第4巻第3号(通算32号) 東京都小笠原水産センター
2002年7月5日発行

巨大に成長する小笠原のモクズガニ

 ザトウクジラやアオウミガメが出産・産卵のために広大な海を回遊し、この小笠原諸島海域へ帰ってくることはよく知られていますが、島の中にも川から海へと産卵のための大移動を行う生物がいます。春先の夜間、道路を歩いている姿を見た方もいるのではないでしょうか。その生物とはモクズガニです。名前の由来でもあるハサミに生えたふさふさした毛が特徴的なカニです。
 モクズガニは北海道から小笠原諸島に至る日本全域、およびサハリンから香港一帯が分布域で、通常は河川の上流部から下流部の淡水域で水中生活を送っています。食性は雑食でアオミドロなどの藻類が主食、たまに出会う動物の死骸はごちそうと言うところでしょうか。実際に水槽で飼育の際、魚肉ばかり与えるとある時食べなくなり、死んでしまうそうです。生態面では成熟した個体が産卵期になると汽水域や海域へ移動し、交尾・産卵する「通し回遊」*1を行います。父島では主に境浦や小港、巽湾に注ぐ河川に生息しており、春から初夏にかけて、産卵のため河口に集合する様子を観察することができます。小笠原のモクズガニの特徴はなんと言っても「巨大」に成長するということです。今シーズン、小港を調査したところ成熟した雄雌の平均甲幅(甲らの幅)は雄が93mm、雌が84mmでした。九州地方(鹿児島)の成熟雄の甲幅は30mmから80mmですから、九州地方の最大型以上が父島の平均型となります。小港では3月初旬から成熟した個体が河口近くの海岸部へ集まりはじめ、4月中旬にはほとんどの雌が抱卵(腹に卵を抱えること)していました。九州地方のモクズガニは産卵期間中に3回まで抱卵しますが、水槽で飼育した小港の個体も約2週間の間隔で3回抱卵しました。また、モクズガニは産卵期が終了するとサケと同じように力つきて死んでしまいます。小港でも6月に交尾・産卵を終え、次の世代へと命をつないだモクズガニの死骸が確認されました。
 小笠原のモクズガニがなぜ巨大に成長するのか、また、川での成長にどのくらいの期間を要するのか今後の研究の課題ですが、いつまでも変わることなく自然の不思議な営みをつないでいってもらいたいものです。ふ化したモクズガニは約1ヶ月間の浮遊生活を経て稚ガニに成長し、再び川を遡上していくことでしょう。

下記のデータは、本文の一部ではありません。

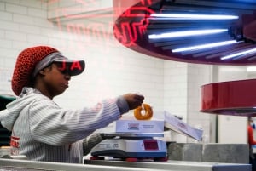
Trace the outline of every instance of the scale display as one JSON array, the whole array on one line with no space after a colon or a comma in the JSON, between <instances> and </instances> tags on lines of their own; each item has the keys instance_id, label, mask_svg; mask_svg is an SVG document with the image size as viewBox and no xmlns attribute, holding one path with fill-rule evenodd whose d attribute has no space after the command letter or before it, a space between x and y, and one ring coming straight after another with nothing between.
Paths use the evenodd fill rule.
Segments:
<instances>
[{"instance_id":1,"label":"scale display","mask_svg":"<svg viewBox=\"0 0 256 171\"><path fill-rule=\"evenodd\" d=\"M157 140L143 140L143 144L146 151L159 150Z\"/></svg>"}]
</instances>

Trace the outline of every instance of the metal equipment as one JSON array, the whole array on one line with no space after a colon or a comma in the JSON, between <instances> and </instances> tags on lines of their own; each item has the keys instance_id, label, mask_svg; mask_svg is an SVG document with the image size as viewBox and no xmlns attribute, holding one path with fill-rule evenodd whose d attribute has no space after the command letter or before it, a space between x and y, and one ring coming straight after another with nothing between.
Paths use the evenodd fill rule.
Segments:
<instances>
[{"instance_id":1,"label":"metal equipment","mask_svg":"<svg viewBox=\"0 0 256 171\"><path fill-rule=\"evenodd\" d=\"M151 159L166 161L166 143L154 137L163 137L163 134L106 134L115 136L96 145L90 151L91 159L103 159L102 157L113 157L129 162Z\"/></svg>"}]
</instances>

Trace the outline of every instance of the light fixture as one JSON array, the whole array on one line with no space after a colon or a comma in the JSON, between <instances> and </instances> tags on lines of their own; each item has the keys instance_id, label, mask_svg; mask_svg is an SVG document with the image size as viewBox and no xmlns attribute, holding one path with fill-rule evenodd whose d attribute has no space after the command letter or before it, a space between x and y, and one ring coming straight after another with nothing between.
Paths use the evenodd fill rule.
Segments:
<instances>
[{"instance_id":1,"label":"light fixture","mask_svg":"<svg viewBox=\"0 0 256 171\"><path fill-rule=\"evenodd\" d=\"M161 34L151 34L148 35L148 38L149 39L173 38L173 37L189 37L189 36L217 34L217 33L227 32L227 31L228 29L209 29L209 30L173 31L173 32L166 32Z\"/></svg>"},{"instance_id":2,"label":"light fixture","mask_svg":"<svg viewBox=\"0 0 256 171\"><path fill-rule=\"evenodd\" d=\"M256 71L256 66L248 66L247 67L247 71L251 72L251 71ZM256 108L256 107L254 107Z\"/></svg>"},{"instance_id":3,"label":"light fixture","mask_svg":"<svg viewBox=\"0 0 256 171\"><path fill-rule=\"evenodd\" d=\"M223 14L151 14L152 17L168 18L170 20L235 20L239 19L236 15Z\"/></svg>"},{"instance_id":4,"label":"light fixture","mask_svg":"<svg viewBox=\"0 0 256 171\"><path fill-rule=\"evenodd\" d=\"M252 48L252 49L249 49L249 50L245 50L245 51L242 51L242 52L239 52L239 53L236 53L236 54L233 54L226 55L226 56L221 57L220 59L221 60L229 60L230 58L234 58L234 57L236 57L236 56L247 54L251 54L251 53L254 53L254 52L256 52L256 48Z\"/></svg>"},{"instance_id":5,"label":"light fixture","mask_svg":"<svg viewBox=\"0 0 256 171\"><path fill-rule=\"evenodd\" d=\"M237 42L236 40L224 41L224 42L218 42L218 43L208 43L208 44L203 44L203 45L176 48L176 49L172 50L172 52L176 53L176 52L184 52L184 51L189 51L189 50L209 48L213 48L213 47L219 47L219 46L233 44L233 43L236 43Z\"/></svg>"}]
</instances>

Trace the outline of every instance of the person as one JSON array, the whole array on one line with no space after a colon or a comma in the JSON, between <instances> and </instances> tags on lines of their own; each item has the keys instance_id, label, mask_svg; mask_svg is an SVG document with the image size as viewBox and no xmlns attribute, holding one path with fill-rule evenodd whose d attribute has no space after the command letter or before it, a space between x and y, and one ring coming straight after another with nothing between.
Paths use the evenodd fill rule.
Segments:
<instances>
[{"instance_id":1,"label":"person","mask_svg":"<svg viewBox=\"0 0 256 171\"><path fill-rule=\"evenodd\" d=\"M143 103L138 94L103 100L92 107L63 109L54 97L67 88L85 62L62 55L56 48L36 46L19 54L12 77L18 96L0 111L3 127L12 131L11 155L30 160L81 163L83 156L104 139L95 131Z\"/></svg>"},{"instance_id":2,"label":"person","mask_svg":"<svg viewBox=\"0 0 256 171\"><path fill-rule=\"evenodd\" d=\"M253 145L256 145L256 140L253 138L253 128L252 126L252 122L253 122L253 117L248 117L248 124L247 124L247 138L249 144L249 163L252 164L252 170L256 171L256 158L253 152Z\"/></svg>"}]
</instances>

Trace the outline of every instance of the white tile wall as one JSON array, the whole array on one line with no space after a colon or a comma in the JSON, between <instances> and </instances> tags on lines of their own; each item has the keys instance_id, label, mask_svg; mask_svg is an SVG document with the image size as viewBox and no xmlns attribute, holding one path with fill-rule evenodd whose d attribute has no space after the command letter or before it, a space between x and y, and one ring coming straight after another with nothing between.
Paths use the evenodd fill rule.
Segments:
<instances>
[{"instance_id":1,"label":"white tile wall","mask_svg":"<svg viewBox=\"0 0 256 171\"><path fill-rule=\"evenodd\" d=\"M209 66L163 60L131 51L112 34L86 30L84 23L80 30L68 30L47 20L44 2L0 0L0 94L13 94L9 80L21 50L49 45L70 58L86 61L85 71L73 77L70 88L55 99L61 106L89 106L102 98L138 92L154 110L183 116L185 122L209 129L203 124L207 118L198 112L200 86L211 82ZM176 140L186 141L185 137Z\"/></svg>"}]
</instances>

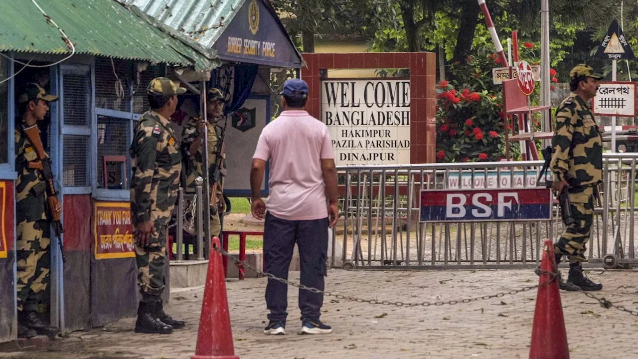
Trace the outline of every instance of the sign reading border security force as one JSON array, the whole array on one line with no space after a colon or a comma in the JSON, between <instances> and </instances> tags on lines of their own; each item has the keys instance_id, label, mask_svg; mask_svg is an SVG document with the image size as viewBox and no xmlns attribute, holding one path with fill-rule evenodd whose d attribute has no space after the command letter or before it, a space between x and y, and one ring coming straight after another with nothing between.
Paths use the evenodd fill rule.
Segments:
<instances>
[{"instance_id":1,"label":"sign reading border security force","mask_svg":"<svg viewBox=\"0 0 638 359\"><path fill-rule=\"evenodd\" d=\"M96 202L93 217L96 259L135 256L130 203Z\"/></svg>"},{"instance_id":2,"label":"sign reading border security force","mask_svg":"<svg viewBox=\"0 0 638 359\"><path fill-rule=\"evenodd\" d=\"M338 165L410 163L410 80L330 79L321 89Z\"/></svg>"},{"instance_id":3,"label":"sign reading border security force","mask_svg":"<svg viewBox=\"0 0 638 359\"><path fill-rule=\"evenodd\" d=\"M423 190L422 223L551 218L549 188Z\"/></svg>"},{"instance_id":4,"label":"sign reading border security force","mask_svg":"<svg viewBox=\"0 0 638 359\"><path fill-rule=\"evenodd\" d=\"M221 59L299 68L301 59L263 0L246 0L214 47ZM217 6L217 5L215 5Z\"/></svg>"},{"instance_id":5,"label":"sign reading border security force","mask_svg":"<svg viewBox=\"0 0 638 359\"><path fill-rule=\"evenodd\" d=\"M623 29L615 19L607 30L607 35L598 47L595 57L608 60L635 60L634 51L625 38Z\"/></svg>"},{"instance_id":6,"label":"sign reading border security force","mask_svg":"<svg viewBox=\"0 0 638 359\"><path fill-rule=\"evenodd\" d=\"M634 117L636 114L636 84L622 81L600 82L591 99L594 114Z\"/></svg>"}]
</instances>

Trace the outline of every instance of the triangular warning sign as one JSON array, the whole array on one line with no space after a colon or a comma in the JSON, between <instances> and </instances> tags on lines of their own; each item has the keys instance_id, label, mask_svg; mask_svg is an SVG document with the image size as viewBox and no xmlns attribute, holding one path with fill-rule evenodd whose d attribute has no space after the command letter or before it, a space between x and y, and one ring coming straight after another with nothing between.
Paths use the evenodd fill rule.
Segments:
<instances>
[{"instance_id":1,"label":"triangular warning sign","mask_svg":"<svg viewBox=\"0 0 638 359\"><path fill-rule=\"evenodd\" d=\"M595 57L610 60L635 59L634 51L627 43L625 34L615 19L611 22L607 34L598 47Z\"/></svg>"},{"instance_id":2,"label":"triangular warning sign","mask_svg":"<svg viewBox=\"0 0 638 359\"><path fill-rule=\"evenodd\" d=\"M623 46L620 45L620 40L618 40L618 36L616 36L616 33L611 35L611 39L609 40L609 43L607 43L607 47L605 48L605 54L624 54L625 49L623 49Z\"/></svg>"}]
</instances>

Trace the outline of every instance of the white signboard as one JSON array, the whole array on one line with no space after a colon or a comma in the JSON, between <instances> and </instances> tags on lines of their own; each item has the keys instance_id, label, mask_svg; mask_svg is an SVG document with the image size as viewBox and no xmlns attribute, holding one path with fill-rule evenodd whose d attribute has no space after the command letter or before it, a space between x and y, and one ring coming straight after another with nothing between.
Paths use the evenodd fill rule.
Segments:
<instances>
[{"instance_id":1,"label":"white signboard","mask_svg":"<svg viewBox=\"0 0 638 359\"><path fill-rule=\"evenodd\" d=\"M515 171L514 178L509 171L501 171L500 178L496 171L487 171L487 183L486 186L485 172L477 171L474 173L473 185L472 187L472 174L471 172L464 172L461 176L461 183L459 183L458 172L450 172L447 176L447 188L450 189L461 188L532 188L537 187L536 171L528 171L524 174L522 171ZM513 181L512 181L513 180ZM500 181L500 186L499 186ZM541 180L542 182L542 180ZM459 186L460 185L460 186Z\"/></svg>"},{"instance_id":2,"label":"white signboard","mask_svg":"<svg viewBox=\"0 0 638 359\"><path fill-rule=\"evenodd\" d=\"M531 66L531 71L534 73L534 80L540 82L540 66ZM512 69L514 79L518 77L516 69ZM494 67L492 68L492 82L494 85L500 85L503 82L510 79L510 68L508 67Z\"/></svg>"},{"instance_id":3,"label":"white signboard","mask_svg":"<svg viewBox=\"0 0 638 359\"><path fill-rule=\"evenodd\" d=\"M321 119L337 165L410 164L410 80L327 80Z\"/></svg>"},{"instance_id":4,"label":"white signboard","mask_svg":"<svg viewBox=\"0 0 638 359\"><path fill-rule=\"evenodd\" d=\"M634 117L636 112L635 82L598 82L591 100L594 114Z\"/></svg>"}]
</instances>

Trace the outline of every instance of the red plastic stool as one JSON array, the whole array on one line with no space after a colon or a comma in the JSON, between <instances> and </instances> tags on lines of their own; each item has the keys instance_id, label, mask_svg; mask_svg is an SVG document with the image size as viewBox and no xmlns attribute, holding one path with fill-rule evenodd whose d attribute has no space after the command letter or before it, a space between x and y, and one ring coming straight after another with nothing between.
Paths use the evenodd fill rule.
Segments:
<instances>
[{"instance_id":1,"label":"red plastic stool","mask_svg":"<svg viewBox=\"0 0 638 359\"><path fill-rule=\"evenodd\" d=\"M224 231L222 236L224 239L224 243L222 247L226 252L228 251L228 236L231 234L239 236L239 260L242 262L246 261L246 236L263 236L263 232L243 232L241 231ZM226 256L222 259L224 266L224 277L228 277L228 258ZM237 269L239 270L239 279L244 280L244 266L241 263L237 264ZM263 266L263 256L262 256L262 266Z\"/></svg>"}]
</instances>

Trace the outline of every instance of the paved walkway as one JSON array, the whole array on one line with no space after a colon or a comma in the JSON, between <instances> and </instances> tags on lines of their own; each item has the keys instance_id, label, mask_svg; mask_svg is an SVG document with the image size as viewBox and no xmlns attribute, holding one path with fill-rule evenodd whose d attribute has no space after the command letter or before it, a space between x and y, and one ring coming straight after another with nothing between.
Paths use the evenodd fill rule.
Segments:
<instances>
[{"instance_id":1,"label":"paved walkway","mask_svg":"<svg viewBox=\"0 0 638 359\"><path fill-rule=\"evenodd\" d=\"M604 283L597 293L638 309L635 271L593 270ZM292 273L297 280L298 272ZM326 287L363 298L424 302L473 298L538 283L531 270L347 271L329 273ZM327 335L299 335L297 291L289 290L286 336L263 335L265 279L226 284L235 354L242 359L327 358L527 358L536 291L514 296L427 308L372 305L326 297ZM38 358L188 358L194 354L203 289L172 294L167 312L188 321L169 335L136 334L134 319L119 321L19 353L0 356ZM572 359L638 358L638 318L605 309L581 293L561 292Z\"/></svg>"}]
</instances>

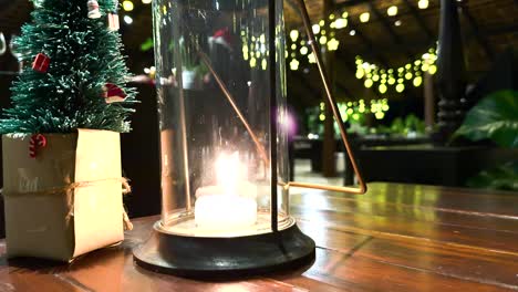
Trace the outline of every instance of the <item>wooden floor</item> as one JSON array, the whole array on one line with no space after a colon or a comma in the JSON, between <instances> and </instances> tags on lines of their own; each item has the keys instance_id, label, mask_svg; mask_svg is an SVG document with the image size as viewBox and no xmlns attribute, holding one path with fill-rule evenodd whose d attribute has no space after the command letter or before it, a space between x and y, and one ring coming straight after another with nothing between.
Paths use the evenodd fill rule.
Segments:
<instances>
[{"instance_id":1,"label":"wooden floor","mask_svg":"<svg viewBox=\"0 0 518 292\"><path fill-rule=\"evenodd\" d=\"M134 220L125 242L70 265L7 261L0 291L506 291L518 290L518 194L370 184L364 196L296 190L292 213L318 246L312 267L203 282L135 267L132 248L157 217Z\"/></svg>"}]
</instances>

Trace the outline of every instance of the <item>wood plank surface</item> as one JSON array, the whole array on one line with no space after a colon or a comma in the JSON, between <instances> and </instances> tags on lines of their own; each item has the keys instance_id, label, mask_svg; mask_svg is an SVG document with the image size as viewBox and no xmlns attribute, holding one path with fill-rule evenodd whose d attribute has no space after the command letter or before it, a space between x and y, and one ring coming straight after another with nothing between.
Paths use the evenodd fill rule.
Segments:
<instances>
[{"instance_id":1,"label":"wood plank surface","mask_svg":"<svg viewBox=\"0 0 518 292\"><path fill-rule=\"evenodd\" d=\"M518 290L518 194L371 184L364 196L304 190L291 205L318 246L311 267L229 282L154 273L132 257L159 219L147 217L70 264L7 260L1 241L0 291Z\"/></svg>"}]
</instances>

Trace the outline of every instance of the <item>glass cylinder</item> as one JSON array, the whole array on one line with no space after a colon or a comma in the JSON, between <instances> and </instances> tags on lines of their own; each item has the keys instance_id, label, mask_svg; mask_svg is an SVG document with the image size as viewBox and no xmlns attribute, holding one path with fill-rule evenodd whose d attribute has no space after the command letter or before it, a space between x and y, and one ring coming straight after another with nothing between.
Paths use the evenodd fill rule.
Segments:
<instances>
[{"instance_id":1,"label":"glass cylinder","mask_svg":"<svg viewBox=\"0 0 518 292\"><path fill-rule=\"evenodd\" d=\"M293 226L282 1L156 0L153 12L160 231L241 237Z\"/></svg>"}]
</instances>

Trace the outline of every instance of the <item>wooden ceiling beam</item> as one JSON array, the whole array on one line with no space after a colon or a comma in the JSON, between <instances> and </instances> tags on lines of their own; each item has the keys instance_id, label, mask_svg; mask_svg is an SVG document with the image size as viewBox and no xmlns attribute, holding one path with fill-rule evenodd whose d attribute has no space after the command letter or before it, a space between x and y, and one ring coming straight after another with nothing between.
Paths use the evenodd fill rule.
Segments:
<instances>
[{"instance_id":1,"label":"wooden ceiling beam","mask_svg":"<svg viewBox=\"0 0 518 292\"><path fill-rule=\"evenodd\" d=\"M387 67L388 62L387 60L380 54L380 50L374 48L374 44L372 43L371 39L369 39L365 34L363 34L362 31L360 31L354 22L352 22L351 19L349 19L349 24L348 27L351 30L354 30L355 34L354 36L360 38L362 42L366 45L367 52L383 66Z\"/></svg>"},{"instance_id":2,"label":"wooden ceiling beam","mask_svg":"<svg viewBox=\"0 0 518 292\"><path fill-rule=\"evenodd\" d=\"M434 35L434 33L432 32L431 29L428 29L428 27L426 25L426 23L424 22L422 15L421 15L418 9L416 9L410 2L410 0L403 0L403 2L405 3L406 8L410 10L411 14L414 17L414 19L417 22L417 24L419 25L421 30L426 34L426 38L427 38L428 42L437 41L437 36Z\"/></svg>"},{"instance_id":3,"label":"wooden ceiling beam","mask_svg":"<svg viewBox=\"0 0 518 292\"><path fill-rule=\"evenodd\" d=\"M486 53L486 56L491 61L493 58L495 56L495 53L493 51L493 48L486 41L486 38L484 38L484 35L480 34L480 28L478 27L477 21L472 15L472 13L469 12L466 6L463 6L462 13L466 18L468 25L472 29L472 33L477 40L478 44L480 44L480 46L484 49L484 52Z\"/></svg>"},{"instance_id":4,"label":"wooden ceiling beam","mask_svg":"<svg viewBox=\"0 0 518 292\"><path fill-rule=\"evenodd\" d=\"M341 3L336 3L336 1L334 1L334 8L336 10L341 10L341 9L345 9L345 8L350 8L350 7L354 7L359 4L372 3L372 2L374 1L373 0L349 0L349 1L341 2Z\"/></svg>"},{"instance_id":5,"label":"wooden ceiling beam","mask_svg":"<svg viewBox=\"0 0 518 292\"><path fill-rule=\"evenodd\" d=\"M315 90L313 86L311 86L312 82L309 81L304 73L301 73L301 70L297 70L297 71L291 71L290 70L290 73L292 73L291 75L292 76L296 76L299 82L298 84L302 85L303 87L305 87L308 90L308 92L310 93L311 96L314 96L314 101L320 101L321 100L321 96L322 96L322 93L321 91L319 90Z\"/></svg>"},{"instance_id":6,"label":"wooden ceiling beam","mask_svg":"<svg viewBox=\"0 0 518 292\"><path fill-rule=\"evenodd\" d=\"M392 28L392 23L385 18L385 15L377 10L376 6L373 2L369 2L369 8L371 12L376 17L376 19L385 28L386 32L391 35L392 42L402 51L406 53L408 59L412 59L412 52L408 51L408 46L405 45L403 40L397 35L397 33Z\"/></svg>"}]
</instances>

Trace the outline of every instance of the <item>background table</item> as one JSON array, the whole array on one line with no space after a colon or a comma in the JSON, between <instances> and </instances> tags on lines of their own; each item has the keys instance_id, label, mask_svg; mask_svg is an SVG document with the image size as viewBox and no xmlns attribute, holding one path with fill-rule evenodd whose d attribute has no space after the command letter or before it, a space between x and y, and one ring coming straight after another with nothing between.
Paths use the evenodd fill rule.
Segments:
<instances>
[{"instance_id":1,"label":"background table","mask_svg":"<svg viewBox=\"0 0 518 292\"><path fill-rule=\"evenodd\" d=\"M310 268L201 282L136 267L132 248L158 217L134 220L123 244L71 264L6 259L0 291L501 291L518 290L518 194L371 184L364 196L293 195L318 246Z\"/></svg>"}]
</instances>

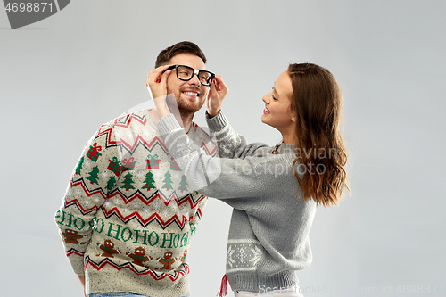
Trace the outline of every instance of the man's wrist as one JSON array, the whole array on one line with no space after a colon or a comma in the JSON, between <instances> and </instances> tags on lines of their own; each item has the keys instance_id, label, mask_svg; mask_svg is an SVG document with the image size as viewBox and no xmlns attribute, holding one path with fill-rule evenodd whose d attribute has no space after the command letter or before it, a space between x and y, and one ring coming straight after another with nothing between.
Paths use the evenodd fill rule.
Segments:
<instances>
[{"instance_id":1,"label":"man's wrist","mask_svg":"<svg viewBox=\"0 0 446 297\"><path fill-rule=\"evenodd\" d=\"M209 112L208 111L206 111L206 114L209 116L210 119L212 119L213 117L216 117L219 115L219 113L220 113L221 111L221 108L219 110L219 111L215 112Z\"/></svg>"}]
</instances>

通し回遊*1:ふ化、成長、繁殖といった生活史のうち、ある段階で塩分濃度の差が大きい淡水域と海域を行き来すること。モクズガニの場合は淡水域で成長し、成熟した個体が産卵期になると汽水域や海域へ移動し、交尾・産卵を行い、ふ化後、稚ガニにまで成長したら再び淡水域へと戻る「降下回遊」である。

参考文献:小林 哲&松浦修平(1991)鹿児島県神之川におけるモクズガニの流程分布.日本水産学会誌57(6),1029から1034


産卵のために海岸におりてきたモクズガニ

産卵のため海岸におりてきたモクズガニ


モクズガニ(測定の様子)

モクズガニ(測定の様子)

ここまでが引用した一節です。